この話を伺った企業は経団連には加盟しておりませんので、倫理憲章にはこだわらずに既に採用面接を始めています。企業規模はそれなりに大きさですが、あまり知名度が高い方ではないので、例年、母集団形成に苦労されています。ところが今年は、Webエントリー数、そこからセミナーにやってくる確率、更にセミナーから採用選考面接に進む学生が殆ど辞退なくやってくるそうなのです。

 

少し気になったので、就職活動中の学生に尋ねてみたら、面白いことを言っておりました。「最近の就職ナビサイトは、企業への登録数が少ないと『あなたはエントリー数が他の人より少ないのでもっとエントリーすべきです。』というメッセージが出るんですよね。プレッシャーをかけられてるようで、気分わるいです。」

*ちなみにこのシステムは、新卒だけではなく転職(中途委作用)のナビでも使われています。

 

なるほどですね。こんなメッセージを毎日見せられたら、自分のペースをしっかり持てる学生ならば気にせず無視できるのでしょうが、気弱な学生は焦っていくつもエントリーすることでしょう。実際、私の教えている女子大学の真面目な学生も慌ててエントリーしまくっています。この現象の背景にあるのは、就職情報企業に対して厳しく募集段数を求める企業採用担当者のニーズです。これは就職ナビサイトだけではなく、最近なかなか学生が集まらない合同企業セミナーでも同様です。せっかく費用をかけて出展したのに、肝心の学生来場数が少なくなって主催者は苦労しています。

 

就職ナビサイトが広報ツールとして登場してもう20年近く経ちました。初期の頃の広報ツールから母集団形成ツールとなり、今はマッチングの機能まで備えてきています。もはや就職ナビサイト無しに企業が採用活動をすることは難しいです。その反面、物心ついた時からITの恩恵を受けている若者には、もはや就職ナビサイトも特別な存在ではなくなり、こうした後押しやてこ入れがないと動かなくなってきたのかもしれません。mixiにfacebookにLineと、さすがに全部は使い切れていませんからね。

 

さて、母集団形成が今のところ順調だというこの採用担当者の方は、続けてこんな話しをしてくれました。最後にそのままお伝えしましょう。

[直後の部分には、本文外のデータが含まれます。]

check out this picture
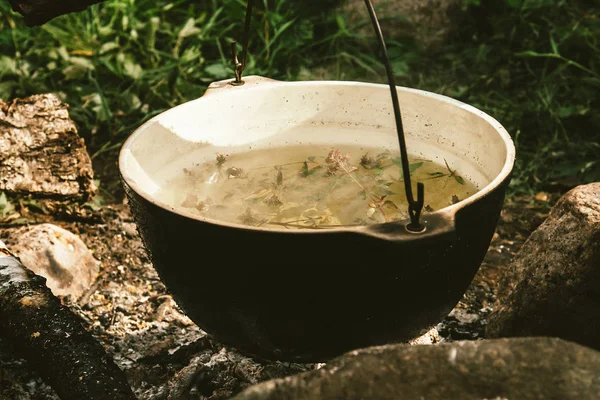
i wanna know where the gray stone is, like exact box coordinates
[7,223,100,298]
[233,338,600,400]
[487,183,600,350]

「正直、早く開始して確かに良い学生は集まりやすいけど、逆に全く慣れていない学生も多く、きっともう少し練られれば良い物を持ってそうなのにと感じるケースも多々あります。おそらく今後は早目に内定出しても、結局他社に逃げられるケースが続出し、結局グダグダ続けるはめになるんじゃないかと思ってはいます・・・。」

この採用担当者の懸念が当たらなければ良いのですが。